In EYFS and Key Stage One, phonics is taught using the systematic synthetic phonics programme Letters and Sounds. We provide a multi-sensory, active and participatory learning experience which excites and motivates the children as they learn to read. By the end of their Reception year, our children will have engaged in daily phonics lessons covering Phases 2, 3 and 4. They will then move on to Phase 5 Phonics in Year 1, before revisiting Phase 5 and moving into Phase 6 in Year 2. Staff assess children’s segmenting and blending skills termly, as well as their ability to decode the necessary phonemes in each phase. As a result of this, any children who are not making expected progress are swiftly identified and able to receive a short daily booster session to close any gaps in their phoneme knowledge. Our phonics teaching is supported at home with the Collins Big Cat fully decodable reading books. These books allow all children to practice the graphemes in a step by step progression which reflects the sequence of sounds taught in school. Children are encouraged to apply their phonic knowledge across the curriculum, including throughout the 7 areas of learning in the EYFS. This may be through adult-led tasks, independent work or continuous provision.

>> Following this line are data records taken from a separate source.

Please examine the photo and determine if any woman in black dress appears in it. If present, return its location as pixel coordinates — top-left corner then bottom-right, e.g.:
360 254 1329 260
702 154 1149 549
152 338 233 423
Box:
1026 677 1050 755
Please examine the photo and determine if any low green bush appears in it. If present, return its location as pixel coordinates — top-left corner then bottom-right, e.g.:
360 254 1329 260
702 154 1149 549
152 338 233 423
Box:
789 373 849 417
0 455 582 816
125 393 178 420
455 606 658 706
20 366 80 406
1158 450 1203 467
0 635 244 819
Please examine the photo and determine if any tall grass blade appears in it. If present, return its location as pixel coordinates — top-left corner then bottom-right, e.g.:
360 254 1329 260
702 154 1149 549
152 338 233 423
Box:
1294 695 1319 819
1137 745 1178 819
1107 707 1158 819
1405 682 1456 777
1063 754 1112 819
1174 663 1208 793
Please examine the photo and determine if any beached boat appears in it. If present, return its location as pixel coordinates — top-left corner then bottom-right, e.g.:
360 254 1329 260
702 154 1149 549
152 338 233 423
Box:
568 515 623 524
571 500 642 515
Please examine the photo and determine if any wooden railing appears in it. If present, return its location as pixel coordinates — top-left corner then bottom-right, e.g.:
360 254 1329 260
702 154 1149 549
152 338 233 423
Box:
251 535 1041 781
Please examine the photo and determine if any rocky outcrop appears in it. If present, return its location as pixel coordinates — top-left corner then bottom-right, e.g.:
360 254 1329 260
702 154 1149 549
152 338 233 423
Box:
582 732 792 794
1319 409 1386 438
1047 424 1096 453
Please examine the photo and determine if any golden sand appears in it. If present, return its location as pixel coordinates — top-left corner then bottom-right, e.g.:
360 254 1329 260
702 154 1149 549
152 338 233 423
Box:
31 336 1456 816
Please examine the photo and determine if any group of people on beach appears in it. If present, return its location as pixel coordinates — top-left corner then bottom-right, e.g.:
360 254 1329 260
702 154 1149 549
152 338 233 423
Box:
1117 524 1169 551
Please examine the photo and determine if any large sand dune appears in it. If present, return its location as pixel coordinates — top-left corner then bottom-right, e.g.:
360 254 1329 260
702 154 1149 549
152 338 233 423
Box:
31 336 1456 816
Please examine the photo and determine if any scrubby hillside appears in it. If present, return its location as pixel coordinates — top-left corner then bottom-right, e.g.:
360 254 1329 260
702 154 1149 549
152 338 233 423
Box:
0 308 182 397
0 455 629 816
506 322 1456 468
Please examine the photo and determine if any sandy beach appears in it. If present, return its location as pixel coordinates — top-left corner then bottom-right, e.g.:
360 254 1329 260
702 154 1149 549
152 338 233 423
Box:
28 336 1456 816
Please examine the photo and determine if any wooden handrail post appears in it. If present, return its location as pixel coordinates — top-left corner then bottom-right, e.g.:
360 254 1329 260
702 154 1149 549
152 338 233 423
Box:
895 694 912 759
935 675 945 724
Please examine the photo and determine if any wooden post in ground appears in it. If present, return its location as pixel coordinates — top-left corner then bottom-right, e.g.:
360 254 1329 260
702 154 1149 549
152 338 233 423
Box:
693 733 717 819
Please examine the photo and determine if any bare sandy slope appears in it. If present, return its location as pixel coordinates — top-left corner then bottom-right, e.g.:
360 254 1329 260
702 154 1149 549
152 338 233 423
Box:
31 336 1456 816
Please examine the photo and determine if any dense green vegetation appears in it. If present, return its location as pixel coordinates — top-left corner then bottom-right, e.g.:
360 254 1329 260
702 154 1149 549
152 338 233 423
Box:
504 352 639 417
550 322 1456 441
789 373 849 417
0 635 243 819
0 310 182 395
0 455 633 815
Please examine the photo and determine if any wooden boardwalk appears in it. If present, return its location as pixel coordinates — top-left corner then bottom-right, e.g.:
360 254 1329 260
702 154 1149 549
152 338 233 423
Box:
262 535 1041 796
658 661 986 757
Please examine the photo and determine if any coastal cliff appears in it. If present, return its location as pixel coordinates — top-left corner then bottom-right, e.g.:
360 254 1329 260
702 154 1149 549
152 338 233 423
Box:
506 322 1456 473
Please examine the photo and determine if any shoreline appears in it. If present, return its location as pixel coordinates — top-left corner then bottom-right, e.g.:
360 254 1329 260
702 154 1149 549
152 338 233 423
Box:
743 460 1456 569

Letters and Sounds Overview


At St Thomas à Becket Primary School, we strongly believe that reading is a key life-skill that underpins learning. Reading develops and broadens children’s language skills and vocabulary, and is key to achieving success across the curriculum. Here at St Thomas à Becket, we encourage children to develop a love of reading and we provide varied opportunities for children to enjoy reading for pleasure as well as for learning. Enabling our children to become fluent and confident readers is very important to us and whilst children are here, we ensure that they have opportunities to experience reading a wide variety of text types from a wide range of authors.

Children develop reading skills through a whole class reading approach.  We use VIPERS to focus on the comprehension aspect of reading:  Vocabulary, Inference, Prediction, Explanation, Retrieval, Sequencing (KS1) or Summarising (KS2).

Our daily class read is 15 minutes of pure indulgence in a really good class book.  The children treat this as ‘sacred time’ and this is where a true love of reading is really fostered.  The children can enjoy the roller coaster ride of a story together, creating lots of opportunities for ‘book talk’ and interest in further reading by similar authors.


Progression of Reading:








Reading Spines:

Year R Checklist

Year 1 Checklist

Year 2 Checklist

Year 3 Checklist

Year 4 Checklist

Year 5 Checklist

Year 6 Checklist


We provide opportunities for children to write for a variety of purposes including: instructions, stories, poetry, explanations and even letters to Santa! Through use of Talk 4 Writing, The Write Stuff and Literacy Shed Plus, children learn to plan, draft, edit and present their work.


Genre Progression Grid


EYFS and KS1

In Skylark Class, we use Pie Corbett’s Talk 4 Writing as a tool for teaching English.  This follows a three-week cycle in which children imitate a text, innovate a text and then invent their own text:

  • Imitate – learn and retell texts following creation of text map so that children have a bank of tales they know by heart.
  • Innovate – adapting a known story or text in order to create a new one based on the imitated text.
  • Invent – drawing upon the range of stories and texts learned to create something new.

Talk 4 Writing consists of book talk, writer talk, learning and remembering texts. Through use of text maps, painting, drawing, teacher modelling of the story/text, discussion, drama, role play, retelling, memory tricks and games. This approach allows children to internalise language patterns, build blocks of narrative, internalise the flow and pattern of sentences and vocabulary, and then to reuse them as an independent writer. Alongside Talk 4 Writing, we follow the Letters and Sounds programme. Children are taught each of the phases and learn how the different phase sounds are applied in order to spell different words.



In Chough and Kestrel classes, we use The Write Stuff approach and Literacy Shed Plus writing plans. The Write Stuff is based on two guiding principles; teaching sequences that slide between experience days and sentence stacking lessons. With modelling at the heart of them, the sentence stacking lessons are broken into bite-sized chunks and taught under the structural framework of The Writing Rainbow. Teachers prepare children for writing by modelling the ideas, grammar or techniques of writing. We use Literacy Shed Plus to allow for more opportunities for independent writing linked to texts or short films.


Writing Progression


At St Thomas à Becket we use the Better Handwritten handwriting scheme.  Letter formation is taught from Nursery and we encourage children to write neatly, in a legible style using cursive script from the Better Handwritten handwriting scheme.  Pupils in EYFS and KS1 develop a legible style, focussing on correct letter orientation, formation and proportion. In Year 2, children will begin to join their handwriting with the expectation that the vast majority of children will be joining by the end of Key Stage 1.  The target for children in Key Stage Two is to produce a fluent, consistently formed style of fully cursive handwriting with equal spacing between the letters and words.